Here is an example to demonstrate the difficulty of parameter interpretation. Let us use the saving data introduced in previous lab.
> saving.x <- read.table("saving.x",header=T) # read the data into R
> p15 <- saving.x[,1]; p75 <- saving.x[,2]; inc <- saving.x[,3]; gro <- saving.x[,4]; sav <- saving.x[,5] # assign columns
In the following, we will
consider the effect of p75 on the savings rate in the savings dataset, and
fit four different models, all including p75 but varying the inclusion of other variables.
Let us start from the model with all predictors.
> g1 <- lm(sav~p15+p75+inc+gro) # fit the model with all four predictors
> summary(g1, cor=T) # take a look of the fitted model
p75 is not significant in this model
p75 is negatively correlated with p15 as shown in the lab (Note: their estimates are positively correlated with a correlation of 0.77)
Since countries with proportionately more younger people are likely to have relatively fewer older ones and vice versa. The two variables both measure the nature of the age distribution in a country.
When two variables that represent roughly the same thing are included in a regression equation, it is not unusual for one (or even both) of them to appear insignificant even though prior knowledge about the effects of these variables might lead one to expect them to be important.
Now, let's drop p15 from the model.
Q: Will you expect to see a significant result of p75 after p15 is dropped?
Let us find out.
> g2 <-
lm(sav~p75+inc+gro) # fit the model with predictors p75,
> summary(g2, cor=T) # take a look of the fitted model
Unfortunately, p75 is still not significant, same as inc.
Yet, one might expect both of them to have something to do with savings rates.
Higher values of these variables are both associated with wealthier countries. (Draw a scatter plot to check it)
We can find the correlation between their estimates is -0.80 (you can also check the positive correlation (=0.787) between the two variables, command: cor(p75, inc)).
Let's see what happens when we drop inc from the model.
> g3 <- lm(sav~p75+gro) # fit the model with p75 and gro
> summary(g3, cor=T) # take a look of the fitted model
Now, p75 is statistically significant with a positive coefficient.
Note that the correlation between the estimates of p75 and gro is very small.
Roughly speaking, p75 and gro are almost orthogonal.
Let's try dropping gro.
> g4 <- lm(sav~p75) # fit the model only with p75
> summary(g4, cor=T) # take a look of the fitted model
Notice that the coefficient estimate and p-value do not change much when compared to model g3. Q: Why?
It is because the low correlation between p75 and gro and the two models have similar σ-hat.
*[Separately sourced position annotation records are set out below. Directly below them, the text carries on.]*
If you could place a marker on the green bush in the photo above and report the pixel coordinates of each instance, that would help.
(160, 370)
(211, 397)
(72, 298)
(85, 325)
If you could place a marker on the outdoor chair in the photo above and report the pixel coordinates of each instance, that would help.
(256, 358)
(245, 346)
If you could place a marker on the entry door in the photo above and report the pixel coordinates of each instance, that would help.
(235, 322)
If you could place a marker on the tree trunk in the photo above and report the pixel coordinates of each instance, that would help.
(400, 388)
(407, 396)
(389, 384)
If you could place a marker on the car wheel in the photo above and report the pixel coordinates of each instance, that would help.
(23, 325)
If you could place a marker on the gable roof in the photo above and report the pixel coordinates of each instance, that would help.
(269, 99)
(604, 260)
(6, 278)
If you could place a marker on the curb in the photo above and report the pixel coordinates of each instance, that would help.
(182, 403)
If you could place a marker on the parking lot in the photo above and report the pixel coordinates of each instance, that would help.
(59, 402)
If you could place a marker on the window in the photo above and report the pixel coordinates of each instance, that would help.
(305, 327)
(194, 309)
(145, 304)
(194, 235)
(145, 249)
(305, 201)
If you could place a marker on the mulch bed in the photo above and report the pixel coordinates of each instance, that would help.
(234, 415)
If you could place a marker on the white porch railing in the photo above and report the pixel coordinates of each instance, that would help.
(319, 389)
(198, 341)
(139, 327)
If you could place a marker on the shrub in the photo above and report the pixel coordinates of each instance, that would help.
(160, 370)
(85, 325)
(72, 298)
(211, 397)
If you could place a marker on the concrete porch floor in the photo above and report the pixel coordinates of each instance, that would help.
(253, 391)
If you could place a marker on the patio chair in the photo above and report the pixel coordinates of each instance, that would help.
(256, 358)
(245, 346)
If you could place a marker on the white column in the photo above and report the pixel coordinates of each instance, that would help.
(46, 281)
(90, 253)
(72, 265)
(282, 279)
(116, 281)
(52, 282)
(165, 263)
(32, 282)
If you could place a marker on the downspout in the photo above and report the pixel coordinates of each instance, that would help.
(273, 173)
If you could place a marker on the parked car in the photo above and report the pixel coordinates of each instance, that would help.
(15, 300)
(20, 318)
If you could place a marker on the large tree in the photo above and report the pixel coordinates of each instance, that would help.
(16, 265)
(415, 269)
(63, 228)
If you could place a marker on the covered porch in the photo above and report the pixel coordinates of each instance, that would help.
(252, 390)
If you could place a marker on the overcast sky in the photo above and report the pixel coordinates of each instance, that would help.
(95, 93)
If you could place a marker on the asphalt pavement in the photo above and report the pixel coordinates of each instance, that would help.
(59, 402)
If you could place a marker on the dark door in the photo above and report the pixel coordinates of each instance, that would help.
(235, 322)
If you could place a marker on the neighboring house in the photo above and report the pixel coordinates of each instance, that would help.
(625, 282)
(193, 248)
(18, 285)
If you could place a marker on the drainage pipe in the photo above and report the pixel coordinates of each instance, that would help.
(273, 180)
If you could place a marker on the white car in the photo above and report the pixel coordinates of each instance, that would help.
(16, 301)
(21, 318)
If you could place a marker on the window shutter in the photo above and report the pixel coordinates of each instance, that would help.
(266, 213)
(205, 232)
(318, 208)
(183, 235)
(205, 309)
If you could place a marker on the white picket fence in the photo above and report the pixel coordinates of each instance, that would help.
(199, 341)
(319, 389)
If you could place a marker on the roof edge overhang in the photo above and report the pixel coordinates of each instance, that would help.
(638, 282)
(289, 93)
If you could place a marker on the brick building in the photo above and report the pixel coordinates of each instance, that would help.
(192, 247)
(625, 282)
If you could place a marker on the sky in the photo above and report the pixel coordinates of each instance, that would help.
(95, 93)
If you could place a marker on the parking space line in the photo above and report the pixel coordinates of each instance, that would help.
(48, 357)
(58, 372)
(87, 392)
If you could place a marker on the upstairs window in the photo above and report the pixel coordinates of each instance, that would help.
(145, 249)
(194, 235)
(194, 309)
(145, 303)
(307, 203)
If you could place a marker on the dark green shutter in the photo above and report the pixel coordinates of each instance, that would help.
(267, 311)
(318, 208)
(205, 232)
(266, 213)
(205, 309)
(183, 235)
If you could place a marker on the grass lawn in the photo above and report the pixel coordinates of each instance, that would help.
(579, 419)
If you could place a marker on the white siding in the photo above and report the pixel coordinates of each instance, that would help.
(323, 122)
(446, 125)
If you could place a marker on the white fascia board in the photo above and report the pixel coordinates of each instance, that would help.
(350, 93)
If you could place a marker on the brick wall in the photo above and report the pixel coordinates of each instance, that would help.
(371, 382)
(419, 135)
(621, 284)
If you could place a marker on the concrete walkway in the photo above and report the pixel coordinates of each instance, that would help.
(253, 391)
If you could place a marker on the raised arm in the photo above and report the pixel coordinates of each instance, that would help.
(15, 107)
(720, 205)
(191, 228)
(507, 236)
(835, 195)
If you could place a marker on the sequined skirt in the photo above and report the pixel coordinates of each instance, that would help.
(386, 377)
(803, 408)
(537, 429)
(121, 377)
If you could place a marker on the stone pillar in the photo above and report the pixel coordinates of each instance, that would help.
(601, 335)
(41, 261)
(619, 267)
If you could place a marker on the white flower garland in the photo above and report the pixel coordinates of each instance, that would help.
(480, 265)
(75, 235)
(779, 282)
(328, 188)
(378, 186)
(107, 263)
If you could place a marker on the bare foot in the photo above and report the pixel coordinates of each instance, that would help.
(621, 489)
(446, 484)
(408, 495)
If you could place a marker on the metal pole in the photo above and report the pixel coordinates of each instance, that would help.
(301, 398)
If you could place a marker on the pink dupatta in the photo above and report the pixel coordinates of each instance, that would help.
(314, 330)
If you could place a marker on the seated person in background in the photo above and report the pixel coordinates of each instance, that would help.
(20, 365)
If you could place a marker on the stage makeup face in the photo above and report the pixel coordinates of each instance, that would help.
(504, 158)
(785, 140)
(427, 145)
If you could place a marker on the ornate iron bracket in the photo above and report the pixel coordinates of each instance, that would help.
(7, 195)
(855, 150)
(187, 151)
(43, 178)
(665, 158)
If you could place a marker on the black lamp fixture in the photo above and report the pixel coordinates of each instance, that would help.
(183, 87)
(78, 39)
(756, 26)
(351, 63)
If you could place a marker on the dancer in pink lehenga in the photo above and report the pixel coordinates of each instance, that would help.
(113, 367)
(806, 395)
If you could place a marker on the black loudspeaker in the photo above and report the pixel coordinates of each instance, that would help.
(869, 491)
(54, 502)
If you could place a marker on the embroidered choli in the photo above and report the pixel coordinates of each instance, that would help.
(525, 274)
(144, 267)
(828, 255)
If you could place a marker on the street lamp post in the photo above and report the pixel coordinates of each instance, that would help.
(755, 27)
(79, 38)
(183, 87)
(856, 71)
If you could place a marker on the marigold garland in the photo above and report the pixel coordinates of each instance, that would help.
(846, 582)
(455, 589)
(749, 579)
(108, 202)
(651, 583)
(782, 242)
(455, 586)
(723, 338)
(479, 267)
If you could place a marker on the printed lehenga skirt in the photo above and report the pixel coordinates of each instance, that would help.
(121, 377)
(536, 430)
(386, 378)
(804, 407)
Let's compare the coefficient estimates and p-values for p75 throughout.
We see that
the significance and the direction of the effect of p75 change according to what other variables are also included in the model.
no simple conclusion about the effect of p75 is possible.
We must find interpretations for a variety of models.
We certainly will not be able to make any strong causal conclusions.
Prediction is more stable than parameter estimation.
Consider a prediction made using each of the four models above:
> x0 <- data.frame(p15=32, p75=3, inc=700,
gro=3) # assign values for prediction
> predict(g1,x0,interval="prediction"); predict(g2,x0,interval="prediction"); predict(g3,x0,interval="prediction"); predict(g4,x0,interval="prediction") # calculate predicted values and confidence intervals using the four models
We can see
these values do not change much.
when the objective of a regression analysis is only for prediction, the choice of fitted models is less of a concern.
Of course, the robustness depends on the values of x0.
When x0 is located near the "center" of observed data, the prediction is more robust to the choice of fitted models.
On the other hand, if x0 is an extrapolation, the results could be quite different.